蜀道研究由来已久、成果丰硕,学者们不仅详细考证蜀道线路,还兼论沿线地区的自然环境、社会经济和民俗文化,同时重视对交通现象的观察,不断拓展蜀道研究的局面。陇蜀古道是蜀道交通体系的组成部分,但与同属蜀道交通系统的陕境古蜀道相比,陇蜀古道的研究成果还比较有限,重要的研究成果包括:高天佑先生《陇蜀古道考略》[1]首次将沟通陇蜀两地的蜀道统称为陇蜀古道,并对其发展过程及主要道路进行论述;冯汉镛先生《栈道考》[2]以栈道为研究对象,分别论述川陕栈道、陇蜀栈道、川滇栈道及川西栈道等几条重要栈道的沿革;鲜肖威先生《阴平道初探》[3]详述陇蜀古道干线阴平道沿线的自然环境及历代战事,考证线路走向;蓝勇先生《历史上的阴平正道和阴平斜道》[4]着眼学界争议较大的阴平道线路问题,在实地考察的基础上重新考证阴平正道与阴平斜道的线路走向;苏海洋先生《秦汉魏晋南北朝时期的祁山道》[5]则论述秦汉魏晋南北朝时期祁山道沿线地区的商业贸易及文化交往。
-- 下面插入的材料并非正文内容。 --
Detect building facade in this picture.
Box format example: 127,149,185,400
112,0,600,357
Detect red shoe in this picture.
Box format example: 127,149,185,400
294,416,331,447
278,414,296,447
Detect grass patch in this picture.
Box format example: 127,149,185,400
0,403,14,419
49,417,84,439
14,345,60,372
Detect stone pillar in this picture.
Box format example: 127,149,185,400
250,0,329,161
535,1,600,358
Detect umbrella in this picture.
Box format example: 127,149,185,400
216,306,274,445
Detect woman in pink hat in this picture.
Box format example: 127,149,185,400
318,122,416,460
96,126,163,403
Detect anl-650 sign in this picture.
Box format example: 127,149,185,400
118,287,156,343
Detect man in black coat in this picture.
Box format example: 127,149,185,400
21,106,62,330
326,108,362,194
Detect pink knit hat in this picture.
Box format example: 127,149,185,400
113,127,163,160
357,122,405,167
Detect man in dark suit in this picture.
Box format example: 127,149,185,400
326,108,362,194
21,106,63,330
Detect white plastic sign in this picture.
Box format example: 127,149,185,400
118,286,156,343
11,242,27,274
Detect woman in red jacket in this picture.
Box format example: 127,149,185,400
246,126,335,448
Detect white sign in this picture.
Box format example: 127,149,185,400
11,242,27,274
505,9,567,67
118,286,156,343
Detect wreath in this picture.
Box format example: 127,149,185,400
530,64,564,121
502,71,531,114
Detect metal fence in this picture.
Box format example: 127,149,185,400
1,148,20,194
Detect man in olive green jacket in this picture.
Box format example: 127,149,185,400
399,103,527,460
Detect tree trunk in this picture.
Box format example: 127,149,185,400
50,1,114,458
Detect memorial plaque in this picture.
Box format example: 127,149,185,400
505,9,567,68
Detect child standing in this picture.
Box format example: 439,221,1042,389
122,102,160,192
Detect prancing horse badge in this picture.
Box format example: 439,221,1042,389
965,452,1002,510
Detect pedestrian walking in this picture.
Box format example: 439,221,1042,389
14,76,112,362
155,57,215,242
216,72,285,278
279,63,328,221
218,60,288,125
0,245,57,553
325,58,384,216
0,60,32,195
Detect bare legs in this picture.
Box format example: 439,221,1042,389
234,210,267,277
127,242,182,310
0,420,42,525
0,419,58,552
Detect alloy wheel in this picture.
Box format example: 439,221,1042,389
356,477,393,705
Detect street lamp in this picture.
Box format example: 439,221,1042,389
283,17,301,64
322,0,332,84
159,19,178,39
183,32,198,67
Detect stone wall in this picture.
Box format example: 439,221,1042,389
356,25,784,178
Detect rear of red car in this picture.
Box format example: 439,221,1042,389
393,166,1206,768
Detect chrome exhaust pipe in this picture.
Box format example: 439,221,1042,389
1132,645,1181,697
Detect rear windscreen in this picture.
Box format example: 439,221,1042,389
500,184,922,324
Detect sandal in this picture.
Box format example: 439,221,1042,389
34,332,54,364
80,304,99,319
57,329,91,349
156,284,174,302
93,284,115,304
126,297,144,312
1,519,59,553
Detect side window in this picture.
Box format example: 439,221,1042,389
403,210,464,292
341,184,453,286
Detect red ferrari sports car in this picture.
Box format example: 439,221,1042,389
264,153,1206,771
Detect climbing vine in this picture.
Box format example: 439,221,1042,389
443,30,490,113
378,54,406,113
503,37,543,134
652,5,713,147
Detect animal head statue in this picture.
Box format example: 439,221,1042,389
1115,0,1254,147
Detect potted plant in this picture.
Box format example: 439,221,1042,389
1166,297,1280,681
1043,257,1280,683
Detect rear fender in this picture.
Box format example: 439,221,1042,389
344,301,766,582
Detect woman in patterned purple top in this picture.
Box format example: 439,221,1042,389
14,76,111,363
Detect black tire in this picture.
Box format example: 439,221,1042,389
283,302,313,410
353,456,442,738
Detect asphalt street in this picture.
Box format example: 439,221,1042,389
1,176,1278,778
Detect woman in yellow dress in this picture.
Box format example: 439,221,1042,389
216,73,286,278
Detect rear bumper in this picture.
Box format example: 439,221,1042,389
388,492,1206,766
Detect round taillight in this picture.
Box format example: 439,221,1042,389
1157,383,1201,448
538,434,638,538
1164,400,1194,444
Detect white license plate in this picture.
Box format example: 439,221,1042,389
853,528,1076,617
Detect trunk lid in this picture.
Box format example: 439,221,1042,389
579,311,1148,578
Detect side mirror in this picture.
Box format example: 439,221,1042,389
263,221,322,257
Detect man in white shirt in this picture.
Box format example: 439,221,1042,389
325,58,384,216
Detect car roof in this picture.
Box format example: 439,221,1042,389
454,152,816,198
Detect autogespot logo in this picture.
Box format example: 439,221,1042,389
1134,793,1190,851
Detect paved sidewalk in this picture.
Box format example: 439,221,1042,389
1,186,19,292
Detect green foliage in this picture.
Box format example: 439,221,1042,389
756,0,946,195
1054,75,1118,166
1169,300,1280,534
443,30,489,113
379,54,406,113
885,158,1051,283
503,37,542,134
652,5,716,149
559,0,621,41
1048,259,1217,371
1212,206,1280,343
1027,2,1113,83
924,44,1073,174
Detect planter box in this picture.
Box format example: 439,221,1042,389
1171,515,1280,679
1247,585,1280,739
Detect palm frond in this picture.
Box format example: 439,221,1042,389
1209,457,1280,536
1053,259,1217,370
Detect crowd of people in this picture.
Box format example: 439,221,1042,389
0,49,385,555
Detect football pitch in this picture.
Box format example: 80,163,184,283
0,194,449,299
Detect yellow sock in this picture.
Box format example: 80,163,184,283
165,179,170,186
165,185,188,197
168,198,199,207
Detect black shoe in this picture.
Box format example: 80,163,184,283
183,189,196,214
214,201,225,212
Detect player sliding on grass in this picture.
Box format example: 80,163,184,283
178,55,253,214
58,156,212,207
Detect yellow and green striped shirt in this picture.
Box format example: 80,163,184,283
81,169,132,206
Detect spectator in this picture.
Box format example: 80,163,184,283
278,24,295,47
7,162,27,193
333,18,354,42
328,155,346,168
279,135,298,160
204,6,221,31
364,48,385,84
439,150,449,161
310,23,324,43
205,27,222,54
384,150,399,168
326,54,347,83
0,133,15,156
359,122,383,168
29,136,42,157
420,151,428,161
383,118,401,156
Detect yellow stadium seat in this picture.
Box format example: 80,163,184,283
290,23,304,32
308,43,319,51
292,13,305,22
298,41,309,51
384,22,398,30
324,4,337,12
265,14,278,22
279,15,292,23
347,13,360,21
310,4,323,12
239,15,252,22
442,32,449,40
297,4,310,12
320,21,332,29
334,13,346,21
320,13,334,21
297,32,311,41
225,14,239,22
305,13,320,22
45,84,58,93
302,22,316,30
三国时期是中国古代历史上短暂却非常重要的历史时期,既是汉末军阀割据混战的延续,也是中国古代历史上形成中央集权统治后第一次大分裂格局的开端,在分裂割据的大环境中,偏居一隅又被魏、蜀两国及西域部族长期控制的陇蜀古道发挥了重要的作用。

一、陇蜀古道及沿线自然环境

陇蜀古道是分布于今甘肃省南部、四川省北部、陕西省西南部地区的古代交通线路,它沟通陇蜀两地,乃至西北与西南地区,干支线兼具、水陆兼备,并与陕境古蜀道相连。具体来讲,陇蜀古道由祁山道和阴平道组成。祁山道,又称羌氐道,以天水为起点,穿越秦岭抵达祁山堡,继续向南延伸至成县,由此向东到达徽县,在徽县分为南北两段。北段经两当在凤岭附近的凤州与故道交汇,再通过连云栈道在武休关与褒斜道交汇,最终经金牛道或米仓道抵达成都平原。南段越过青泥岭,通过仙人关到达略阳,再向南抵达金牛道北端金牛镇,通过金牛道到达成都平原。阴平道以武都为起点,南下至文县,在此分为两路,一路为阴平正道,一路为阴平捷道。正道,又称景谷道,它由文县出发沿白水江而下,经碧口、白水街至嘉陵江畔的昭化与金牛道交汇,这一段道路为水陆兼行道,沿嘉陵江上溯可至广元,沿金牛道南下,经剑门关、剑阁,越过五妇山可到达橦梓和绵阳。捷道,又称左担道,它以文县为起点继续南下,经平武至左担,向北可至青川、景谷,向南可经江油至绵阳,最后通过金牛道南下至成都平原。此外,阴平道还包括由昭化沿嘉陵江而下至阆中,再转陆路从东北方向进入成都平原的古道。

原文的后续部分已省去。